Judge Puts Activists’ Circus Protest on Ice

     PHILADELPHIA (CN) – The operator of the Wells Fargo Center can prevent protesters from demonstrating in a nearby parking lot, a federal judge ruled, dashing the dreams of an activist who wanted to protest the circus by donning an elephant suit.
     Marianne Bessey and Edward Coffin say they “object to the cruel mistreatment of animals by the Ringling Bros. Circus” and want to set up tables with televisions and literature to protest that alleged mistreatment when the circus’s parent company, Feld Entertainment, hosts events at the Wells Fargo Center in Philadelphia.
     With Feld’s Disney on Ice slated to take the stage in December, Bessey and Coffin filed suit against Spectrum Arena LP (SALP), which operates the stadium.

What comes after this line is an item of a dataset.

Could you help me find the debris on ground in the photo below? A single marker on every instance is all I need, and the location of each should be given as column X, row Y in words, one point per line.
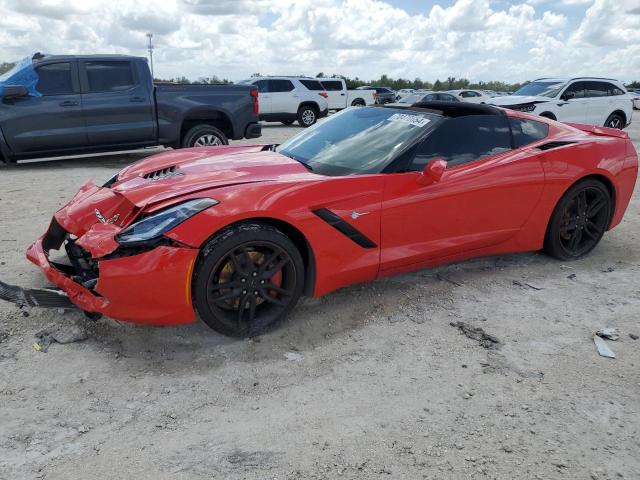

The activists sought an injunction to overcome Spectrum’s rules against unauthorized leafleting and picketing at the center.

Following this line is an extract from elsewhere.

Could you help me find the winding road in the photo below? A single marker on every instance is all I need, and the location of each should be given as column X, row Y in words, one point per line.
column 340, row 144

     In addition to leafleting and holding banners, at least one of the plaintiffs “may dress as an elephant or other circus animal,” according to the November complaint.

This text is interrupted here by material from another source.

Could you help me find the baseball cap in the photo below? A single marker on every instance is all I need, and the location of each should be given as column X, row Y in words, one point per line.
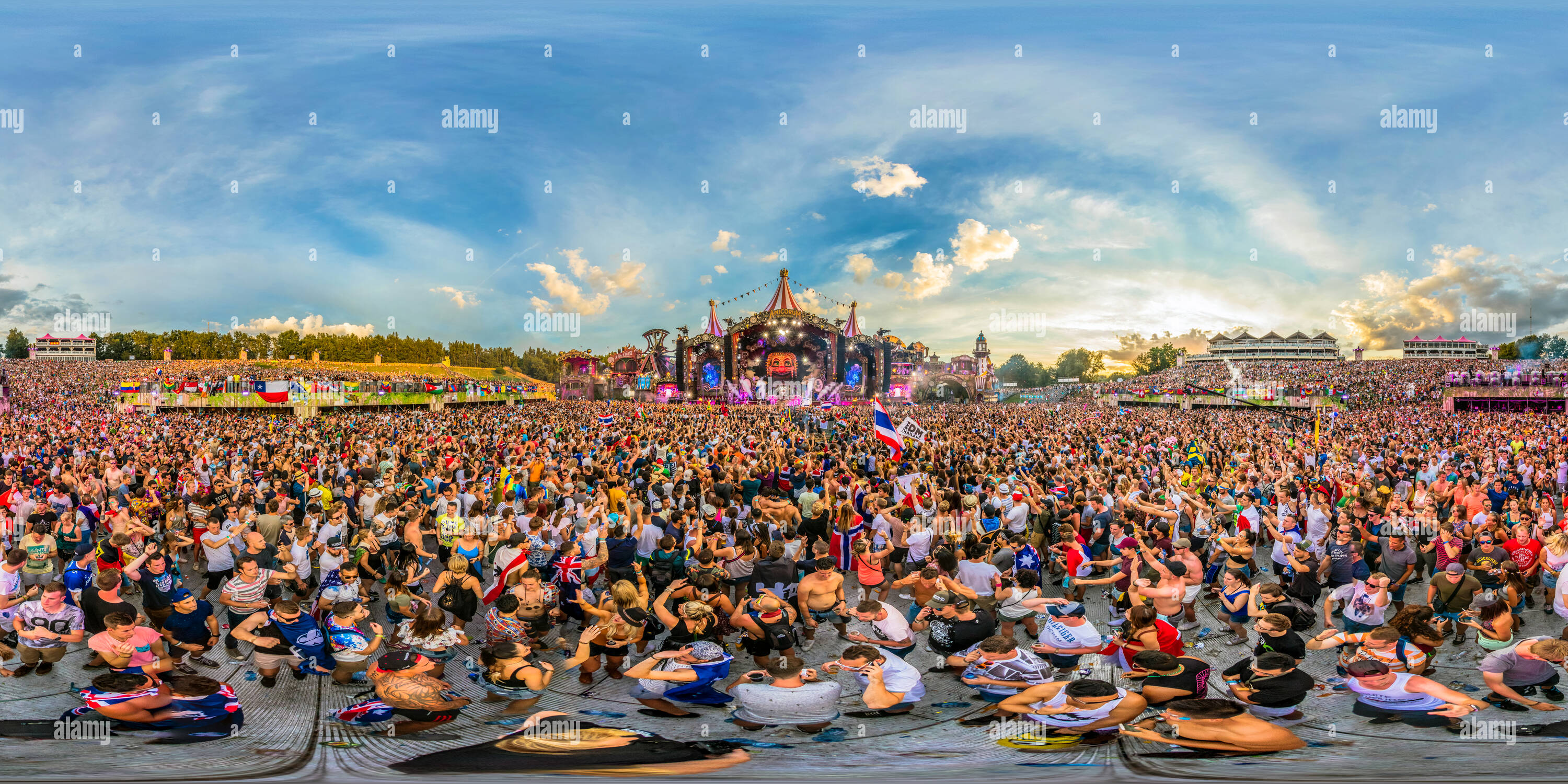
column 400, row 661
column 948, row 599
column 1366, row 668
column 705, row 651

     The lawsuit notes that Philadelphia owns the center and the underlying property, which Spectrum merely subleases from the Philadelphia Authority for Industrial Development, a municipal entity charged with managing city-owned property.
     Philadelphia benefits from the amusement tax levied on each ticket Spectrum sells, and its revenues pay for city property maintenance, the protesters argued.
     They also claimed that the city exempts Spectrum from property taxes because it leases public property for public purposes.
     U.S. District Judge Petrese Tucker refused to issue the injunction last week.
     “SALP is not a state actor,” Tucker wrote. “Plaintiffs are not likely to succeed on their claim that SALP’s ban violates plaintiffs’ First Amendment rights.”
     The 11-page decision acknowledges that Spectrum sublets city-owned property pursuant to a 29-year-lease; that roughly $25 million in city and state funds went towards the center’s $220 million price tag; and that the lease comes with a host of city-dictated stipulations about how Spectrum should run the arena.
     But those facts are insufficient to prove that Spectrum operates the center as a state actor, the judge found.
     These facts, “neither standing alone, nor when considered in total, create a symbiotic relationship between the city and SALP, or pervasively entwine the government in the operation of the center,” Tucker wrote.
     “First Amendment rights, like most federal constitutional rights, are secured only against infringement by state action,” she added.
     “While professional sports, concerts and other entertainment events enhance the cultural and civic life of a community, providing these services is not the exclusive province of the state and, in fact, is not a governmental function,” the judge wrote.
     Even if Spectrum were considered a state actor, Tucker said the arena is not a public forum.
     “The Third Circuit has made clear that sports arenas are not public forums and, therefore, content neutral bans of protest activities are appropriate even at government owned facilities,” the opinion states.
     “Protesting inside the parking lot and sidewalks of the center would disrupt the
     follow [sic] of traffic and possibly lead to confusion and confrontation amongst the
     Patrons,” Tucker wrote.
     Spectrum’s ban is a content-neutral, “legitimate means to preserve the intended use of the center,” according to the court, which added that the policy also survives state constitutional scrutiny.